Full trace for a request Jaeger <jaeger>:16686 (/search?service=ebit-api) search by traceID, or click a Grafana exemplar
Container CPU / mem / disk / net Grafana → ebit-perf-system <grafana>/d/ebit-perf-system 100 - 100 * avg by (instance) (rate(node_cpu_seconds_total{mode="idle"}[1m]))
Postgres slowest tables Grafana → ebit-prisma-postgres <grafana>/d/ebit-prisma-postgres topk(5, histogram_quantile(0.95, sum by (le, db_sql_table) (rate(duration_milliseconds_bucket{span_name="prisma:engine:db_query"}[1m]))))
Postgres hot queries (raw) psql + pg_stat_statements shell to db pod SELECT query, calls, mean_exec_time, total_exec_time FROM pg_stat_statements ORDER BY total_exec_time DESC LIMIT 20;
Redis throughput by command Grafana → ebit-redis <grafana>/d/ebit-redis sum by (span_name) (rate(calls_total{span_kind="SPAN_KIND_CLIENT",span_name=~"(?i)(get\|set\|del\|hget\|hset\|...)"}[1m])) (full filter in dashboard JSON)
BullMQ queue depth Grafana → ebit-bullmq <grafana>/d/ebit-bullmq bullmq_queue_jobs{state="wait"}
Logs ↔ trace pivot UI Grafana → ebit-logs-trace-pivot <grafana>/d/ebit-logs-trace-pivot (mixed Loki + Tempo/Jaeger panels)

Local URLs: Grafana http://localhost:3003 (admin/grafana) · Jaeger http://localhost:16686 · Prometheus http://localhost:9090 · Loki http://localhost:3100. Production URLs come from the perf-stack Terraform outputs (terraform output -json | jq .grafana_url) — see docs/perf-run-checklist.md.
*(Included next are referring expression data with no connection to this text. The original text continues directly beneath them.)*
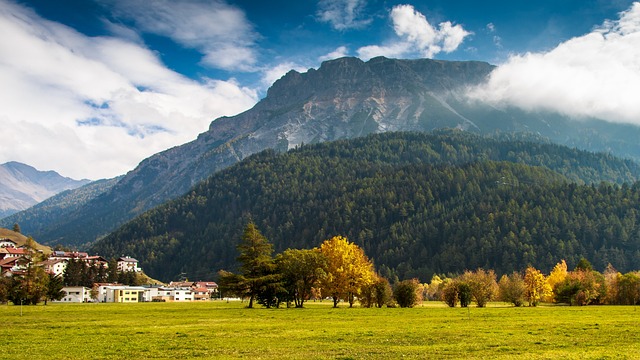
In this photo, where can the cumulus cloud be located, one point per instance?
(596, 75)
(339, 52)
(417, 36)
(343, 14)
(95, 107)
(274, 73)
(221, 32)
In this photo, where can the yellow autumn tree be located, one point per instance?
(536, 286)
(557, 275)
(348, 270)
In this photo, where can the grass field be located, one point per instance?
(227, 330)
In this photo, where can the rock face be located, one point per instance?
(344, 98)
(22, 186)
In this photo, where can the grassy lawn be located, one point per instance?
(227, 330)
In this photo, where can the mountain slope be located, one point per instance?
(411, 200)
(57, 209)
(22, 186)
(344, 98)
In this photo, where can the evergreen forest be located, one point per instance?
(418, 204)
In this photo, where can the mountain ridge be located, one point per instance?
(344, 98)
(22, 186)
(412, 198)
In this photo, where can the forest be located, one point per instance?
(417, 204)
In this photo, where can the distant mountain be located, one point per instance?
(22, 186)
(344, 98)
(56, 210)
(417, 203)
(20, 239)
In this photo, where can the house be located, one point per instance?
(200, 294)
(76, 294)
(5, 243)
(173, 294)
(126, 263)
(8, 266)
(9, 252)
(55, 267)
(123, 294)
(212, 287)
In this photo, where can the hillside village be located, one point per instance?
(14, 261)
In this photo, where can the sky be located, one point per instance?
(89, 88)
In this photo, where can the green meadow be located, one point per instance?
(228, 330)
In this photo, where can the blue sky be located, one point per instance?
(91, 87)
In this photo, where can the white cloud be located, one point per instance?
(274, 73)
(218, 30)
(594, 75)
(341, 51)
(417, 36)
(95, 107)
(343, 14)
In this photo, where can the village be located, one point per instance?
(13, 261)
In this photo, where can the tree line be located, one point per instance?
(340, 270)
(418, 204)
(581, 286)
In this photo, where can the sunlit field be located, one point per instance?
(228, 330)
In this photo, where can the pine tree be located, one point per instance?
(258, 266)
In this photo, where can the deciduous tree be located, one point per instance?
(301, 270)
(557, 275)
(536, 286)
(512, 289)
(483, 285)
(257, 265)
(348, 269)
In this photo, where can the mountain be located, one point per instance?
(56, 210)
(22, 186)
(21, 239)
(417, 203)
(344, 98)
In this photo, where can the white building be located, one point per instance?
(76, 294)
(55, 267)
(173, 294)
(122, 294)
(126, 263)
(5, 243)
2. Find a trace from a user complaint

Customer says "betting was slow at 14:30". Walk-through:

  1. Open GrafanaDashboardsebit · Performance Test (or ebit · Service Overview (RED) for prod-shape views).
  2. Set the time range to a 30-min window straddling 14:30 (e.g., 14:15–14:45). Top-right time picker.
  3. Look at "p95 Latency by Service". The line for service_name="api" (or bj, speed-roulette, etc.) should show a visible spike at 14:30.
  4. Click the spike. Grafana renders an exemplar dot (small diamond) on the same time axis when traces have been sampled at that latency. Hover → "View Trace in Jaeger" link.
  5. Jaeger opens with the slowest trace from that bucket. Inspect the waterfall: the longest span is the bottleneck. Common culprits documented in docs/audits/perf-trace-coverage-audit.md.
  6. No exemplar dot visible? Tail-sampling drops ~90% of OK traces; only ERROR / SLOW samples are kept (see docs/audits/jaeger-storage-research.md). Click into Jaeger directly and search by service+operation+min-duration; you'll find a representative trace even without the exemplar link.
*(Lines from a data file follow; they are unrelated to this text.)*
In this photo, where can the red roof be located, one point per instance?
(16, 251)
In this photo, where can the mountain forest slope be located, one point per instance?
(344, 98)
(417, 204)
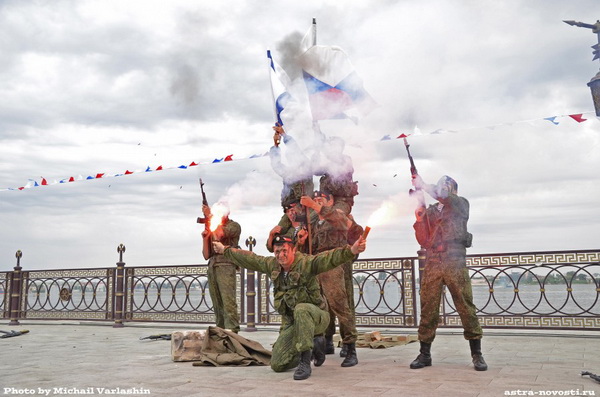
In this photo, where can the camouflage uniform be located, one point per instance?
(329, 233)
(297, 297)
(343, 189)
(443, 233)
(297, 176)
(222, 281)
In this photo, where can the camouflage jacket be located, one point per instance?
(300, 284)
(448, 227)
(330, 232)
(231, 237)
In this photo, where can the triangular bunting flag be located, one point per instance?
(577, 117)
(552, 120)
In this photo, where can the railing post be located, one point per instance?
(250, 292)
(15, 291)
(421, 258)
(119, 290)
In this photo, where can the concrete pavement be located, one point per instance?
(90, 358)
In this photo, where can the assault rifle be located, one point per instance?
(204, 202)
(158, 337)
(7, 334)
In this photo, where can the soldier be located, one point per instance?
(296, 173)
(296, 216)
(297, 297)
(442, 230)
(221, 272)
(330, 230)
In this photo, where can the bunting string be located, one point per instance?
(32, 183)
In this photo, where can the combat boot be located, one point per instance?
(329, 349)
(424, 358)
(344, 350)
(478, 361)
(303, 370)
(319, 350)
(351, 360)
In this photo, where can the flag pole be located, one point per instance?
(271, 66)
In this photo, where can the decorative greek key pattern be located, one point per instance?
(384, 321)
(66, 315)
(535, 258)
(63, 274)
(172, 317)
(191, 270)
(529, 322)
(380, 264)
(537, 290)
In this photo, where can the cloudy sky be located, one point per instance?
(90, 87)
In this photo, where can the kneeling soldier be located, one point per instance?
(297, 298)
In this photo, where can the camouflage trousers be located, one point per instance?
(449, 270)
(334, 287)
(296, 335)
(221, 286)
(349, 284)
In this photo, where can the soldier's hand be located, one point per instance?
(218, 247)
(359, 246)
(278, 128)
(302, 236)
(309, 202)
(420, 213)
(417, 181)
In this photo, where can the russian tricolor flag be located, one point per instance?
(334, 88)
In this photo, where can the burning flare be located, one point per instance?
(384, 214)
(218, 212)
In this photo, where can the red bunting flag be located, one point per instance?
(577, 117)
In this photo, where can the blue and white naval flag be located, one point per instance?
(280, 83)
(334, 88)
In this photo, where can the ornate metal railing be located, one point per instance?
(549, 290)
(172, 293)
(4, 293)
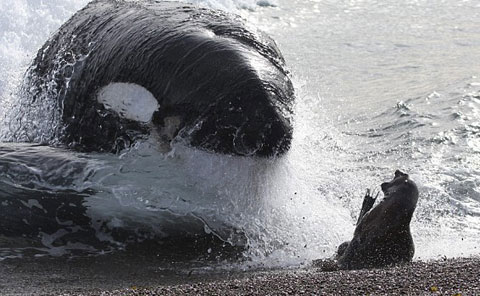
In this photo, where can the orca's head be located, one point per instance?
(252, 122)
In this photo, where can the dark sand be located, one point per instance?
(136, 276)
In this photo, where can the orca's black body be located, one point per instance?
(226, 84)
3. Find a log from a trace

Given a trace_id (e.g., the root traceID shown in Jaeger):

{service_name="ebit-api"} |= "<trace_id>"

This works because the OTel pino instrumentation injects trace_id / span_id / trace_flags into every log record (see observability.md §"Trace correlation"). The pipe operator does substring match on the JSON line.

For span-level filtering, narrow further:

{service_name="ebit-api"} |= "<trace_id>" |= "<span_id>"

EvoLogger records (winston-backed, ~40 call sites) reach Loki via the filelog/docker receiver — they don't carry service_name resource. Query with:

{source="docker_filelog"} |= "<trace_id>"

Combine both with or-style logic by running them in two Explore tabs side-by-side; LogQL has no native union.

4. Find a trace from a log

Inverse: you have a noisy ERROR log line and want the full trace.

  1. In Grafana Explore with the Loki datasource, run a LogQL query that surfaces the line, e.g. {service_name="ebit-api"} |= "ERROR".
  2. Click the line. The provisioned derivedFields config (in observability/grafana/provisioning/datasources/datasource.yaml) renders a "View trace" link on the right of any record carrying a trace_id field.
  3. Click "View trace". Jaeger opens directly to the root span.

If the link doesn't appear: the log record didn't carry a trace_id (likely a startup record before the span was active, or an EvoLogger record). Fall back to step 5 below.

5. Cross-service tracing gotchas

Cross-service trace propagation breaks in three documented cases — operators chasing a "missing parent span" symptom should check these first before assuming a code bug.

  1. Redis pub/sub RPC (ExternalControllerClient). Any operation that crosses services via Redis pub/sub does not propagate the OTel context — the consumer starts an orphan trace. Workaround: search Jaeger by service_name of the consumer + a unique correlation field (request body hash, user_id, etc.) and pivot on that. Documented in project_otel_microservice_transport_gap.md.
  2. Websocket /events (rt service). The socket.io gateway has no server-side OTel instrumentation; messages enter and leave without spans. Logs in the rt service still carry trace_id if a parent context exists, but most ws-only operations have no parent. Workaround: trace by user_id ({service_name="ebit-rt"} |= "user_id=<id>").
  3. BullMQ bet-settled consumer. traceparent is not stored in the job payload, so the consumer span is an orphan. Documented in docs/audits/perf-trace-coverage-audit.md. Workaround: pivot on bet_id field — the producer's bet-place trace and the consumer's bet-settle trace can be joined manually.

6. Performance regression hunt

"p95 was 50 ms last week, now 200 ms".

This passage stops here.